Trautman’s superior officer, Murdock (Charles Napier), tasked to investigate the credence of MIA myths (with the politically-demanded result that he will find no evidence), pulls the plug on the mission when Rambo locates American captives in a prison camp. Left to capture and torture, Rambo only escapes thanks to the intervention of a woman, Co Bao (Julia Nickson) – the hero of a supposedly right-wing military fantasia rescued by a woman! - and takes it upon himself not only to liberate his fellow countrymen but settle the score with Murdock.

So: ‘First Blood Part II’ in a nutshell: loose cannon palmed off with a suicide mission and (almost) fucked over by an administration more concerned with plausible deniability than duty to the members of their armed forces lost in action. And there was me believing the critics, thinking that it was just a few reels of macho bullshit.

Fast forward a few more years and ‘Rambo III’ emerges as slavishly beholden to its predecessor’s template: a rescue mission (this time it’s Trautman who's been captured), the assitance of a rebel army (Afghans resisting the Soviets), the Red Menace instead of the VC, torture scenes involving electrocution. Maybe I watched parts two and three too close together, but it's hard to shake the impression that ‘Rambo III’ is Rambo-by-the-numbers.


It moves fast. It doesn’t pretend to be anything it isn’t. It doesn’t glamorise American intervention. If anything, all of the Rambo films depict American intervention abroad as an arrogant inevitability, one that regular people will carry the can for (even if, like Rambo, those regular people have been re-programmed by the army as killing machines) and struggle to adjust to in civilian life, while the top brass in both the military and the administration wash their hands.

So: ‘Rambo III’ in a nutshell: politics is shag-wank and only friendship counts. (Sorry, I’m still not getting this right-wing military fantasia thing.)

Still, there's no denying that ‘Rambo III’ is the weakest installment. Which makes the re-emergence of the character, twenty years later, so much more impressive.

‘Rambo’ starts with newsreel footage of killings and torture in Burma, then delivers a prologue in which Burmese soldiers force a group of villagers to race through a paddy field into which they’ve tossed explosive devices and place bets on which of them get blown to bits. Rambo himself is living down-river in Thailand, operating a river boat and catching snakes. The old soldier has found a sort-of peace in the jungle, even if his dreams are ridden with flashbacks.

It doesn’t last. A group of Christian missionaries engage him to take them into Burma where they can minister to the oppressed natives. (Their brief interaction with a village community has them dole out Bibles and band-aids.) Rambo at first refuses, but is persuaded against his better judgement by the idealistic Sarah (Julie Benz).

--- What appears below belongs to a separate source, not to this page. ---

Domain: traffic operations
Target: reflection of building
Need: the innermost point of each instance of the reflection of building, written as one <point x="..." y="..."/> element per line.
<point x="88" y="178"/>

When the missionaries are captured by the Burmese military, Rambo is again approached, this time by the Reverend Marsh (Ken Howard). The missionaries’ pastor, he responds to their plight by hiring a band of mercenaries. This is certainly the film’s most nihilistic concept: the clandestine government-backed military intervention of parts two and three replaced by right-wing Christian intervention. When the Bibles don’t work, break out the bullets.

Stallone, directing and co-writing, takes the action scenes to a new level. He also gives himself very little dialogue. There’s no moralising, no proselytising. Rambo does what he does. What he was trained to do. He is what his country turned him into. He can no more escape who he is than Clint Eastwood’s William Munny in ‘Unforgiven’.

The last scene echoes the opening shot of ‘First Blood’, lending an apposite circularity to things. There is a sense of hard-earned closure, reminding us that there is – always was – a human side to one of American cinema’s most enduring anti-heroes.